Personally, I don't have any reason or grounds to express doubt or concern as to whether or not this man received a fair trial or not. In all honesty, that concerns me very little. Why?

Well, according to Amnesty International, Yemen executed 15 criminals last year, ranking them #13 on the list of countries in the world who still enforce the death penalty. China ranked #1 with 470 executions. The United States, ranked #7, with 42 executions.

It's easy to assume that a country like Yemen, may be executing people without fair trial. It's also far too easy to assume that the United States executes criminals based solely on fair legal proceedings. How many of the 42 executed in the US last year were convicted under circumstances similar to those of Ronald Kitchen and Marvin Reeves?

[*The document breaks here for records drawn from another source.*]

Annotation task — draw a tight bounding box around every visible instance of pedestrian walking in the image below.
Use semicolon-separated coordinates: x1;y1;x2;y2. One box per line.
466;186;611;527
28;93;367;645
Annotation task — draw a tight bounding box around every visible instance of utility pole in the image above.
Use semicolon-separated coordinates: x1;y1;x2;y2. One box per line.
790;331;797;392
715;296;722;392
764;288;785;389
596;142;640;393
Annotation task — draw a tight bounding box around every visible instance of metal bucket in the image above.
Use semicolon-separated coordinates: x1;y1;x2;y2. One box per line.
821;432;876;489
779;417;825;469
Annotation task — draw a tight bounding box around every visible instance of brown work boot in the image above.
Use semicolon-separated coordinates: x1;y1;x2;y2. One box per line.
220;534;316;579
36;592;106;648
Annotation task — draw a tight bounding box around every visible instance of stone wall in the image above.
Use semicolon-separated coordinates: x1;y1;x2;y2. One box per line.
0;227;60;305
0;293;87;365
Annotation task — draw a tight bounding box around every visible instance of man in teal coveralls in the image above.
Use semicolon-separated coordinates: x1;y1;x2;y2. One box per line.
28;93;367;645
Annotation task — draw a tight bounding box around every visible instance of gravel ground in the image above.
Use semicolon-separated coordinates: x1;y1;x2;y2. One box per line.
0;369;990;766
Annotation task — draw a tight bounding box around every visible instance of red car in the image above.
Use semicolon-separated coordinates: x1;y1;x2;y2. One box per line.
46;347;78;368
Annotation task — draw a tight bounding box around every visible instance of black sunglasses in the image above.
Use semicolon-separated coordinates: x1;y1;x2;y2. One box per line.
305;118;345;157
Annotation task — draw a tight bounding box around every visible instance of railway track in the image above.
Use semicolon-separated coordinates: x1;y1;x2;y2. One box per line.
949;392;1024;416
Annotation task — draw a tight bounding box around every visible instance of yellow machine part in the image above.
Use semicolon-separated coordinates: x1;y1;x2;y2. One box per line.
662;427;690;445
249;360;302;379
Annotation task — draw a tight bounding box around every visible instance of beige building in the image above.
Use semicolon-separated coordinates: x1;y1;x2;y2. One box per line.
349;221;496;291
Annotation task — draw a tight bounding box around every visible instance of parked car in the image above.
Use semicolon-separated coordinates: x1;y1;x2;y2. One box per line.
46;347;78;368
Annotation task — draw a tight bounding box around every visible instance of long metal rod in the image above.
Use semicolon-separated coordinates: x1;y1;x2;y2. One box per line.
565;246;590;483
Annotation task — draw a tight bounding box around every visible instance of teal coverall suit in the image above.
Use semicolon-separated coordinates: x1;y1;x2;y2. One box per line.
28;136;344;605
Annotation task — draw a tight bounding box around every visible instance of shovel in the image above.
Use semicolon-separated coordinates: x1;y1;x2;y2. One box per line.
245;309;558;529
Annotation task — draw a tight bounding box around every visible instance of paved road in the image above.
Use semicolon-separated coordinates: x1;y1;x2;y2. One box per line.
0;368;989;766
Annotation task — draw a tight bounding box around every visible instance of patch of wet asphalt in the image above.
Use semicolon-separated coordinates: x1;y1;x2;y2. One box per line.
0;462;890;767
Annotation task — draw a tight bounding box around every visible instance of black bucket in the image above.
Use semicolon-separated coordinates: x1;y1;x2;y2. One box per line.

Ronald and Marvin spent the last 18 years (13 on death row for Ronald) in prison for a crime they were wrongfully convicted of. They were freed on July 7th after being granted a new trial, only there will not be a new trial as the Attorney General's office has announced that it cannot meet the burden of proof necessary for a retrial.

The original case against Ronald and Marvin "rested mainly on a "confession" obtained from Kitchen under the watch of former Chicago police Commander Jon Burge. As commander, Burge oversaw the beatings and torture of dozens of suspects, all of them Black men, at Area 2 and 3 police headquarters during the 1970s and '80s.

Burge and his subordinates used electroshock, suffocation and severe beatings in order to extract confessions. Ronnie testified that he was beaten with a blackjack and a telephone book, and was told by one of the officers during his interrogation, "We have ways of making niggers talk."

I have mixed feelings about the death penalty. If that barber in Yemen did indeed rape, then brutally murder that 11 year old boy, then by all means I think he got exactly what he deserved. I'm more concerned with the fact that there are too many cases in the United States that lead to convictions based on false evidence, confessions extracted through torture, or worse yet, the "crime of being Black". How many of our prisoners sitting on death row are there wrongfully?

This is all just food for thought really. It's safe to say that no justice system is perfect. However, clearly, in Yemen they don't fuck around.